= Ralph-Johannes Lilie =

German Byzantine historian (born 1947)

Ralph-Johannes Lilie (born 30 December 1947, Hamburg) is a German Byzantinist.

==Life==
He graduated from LMU Munich in 1975 with a dissertation entitled 'The Byzantine Reaction to the Arab Invasions – Studies on the Transformation of Government Structures in the Byzantine States in the 7th and 8th Century' and habilitated in 1982–83 at the Byzantinisch-Neugriechischen Seminar of the Free University of Berlin, where he was an extraordinary professor from 1984 to 2005. Since 1992, he has been working on the Prosopographie der mittelbyzantinischen Zeit (PmbZ) project at the Berlin-Brandenburg Academy of Sciences and Humanities. His wife is the medievalist Marie-Luise Favreau-Lilie.

== Selected works ==
- Die byzantinische Reaktion auf die Ausbreitung der Araber. Studien zur Strukturwandlung des byzantinischen Staates im 7. und 8. Jahrhundert.
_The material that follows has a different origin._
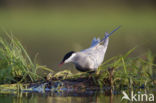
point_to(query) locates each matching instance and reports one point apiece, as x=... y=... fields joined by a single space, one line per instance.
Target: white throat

Institut für Byzantinistik und Neugriechische Philologie der Ludwig-Maximilians-Universität München 1976.
- Byzanz. Kaiser und Reich. Böhlau, Köln-Weimar-Wien 1994, ISBN 3-412-00394-8.
- Byzanz. Das zweite Rom. Siedler, Berlin 2003, ISBN 3-88680-693-6.
- Byzanz und die Kreuzzüge. Kohlhammer Verlag, Stuttgart 2004, ISBN 3-17-017033-3.
- Byzanz: Geschichte des oströmischen Reiches 326–1453. 5. durchgesehene Auflage, Beck München 2010 (Beck'sche Reihe Wissen), ISBN 978-3-406-41885-3.
- Einführung in die byzantinische Geschichte. Kohlhammer Verlag, Stuttgart 2007, ISBN 978-3-17-018840-2.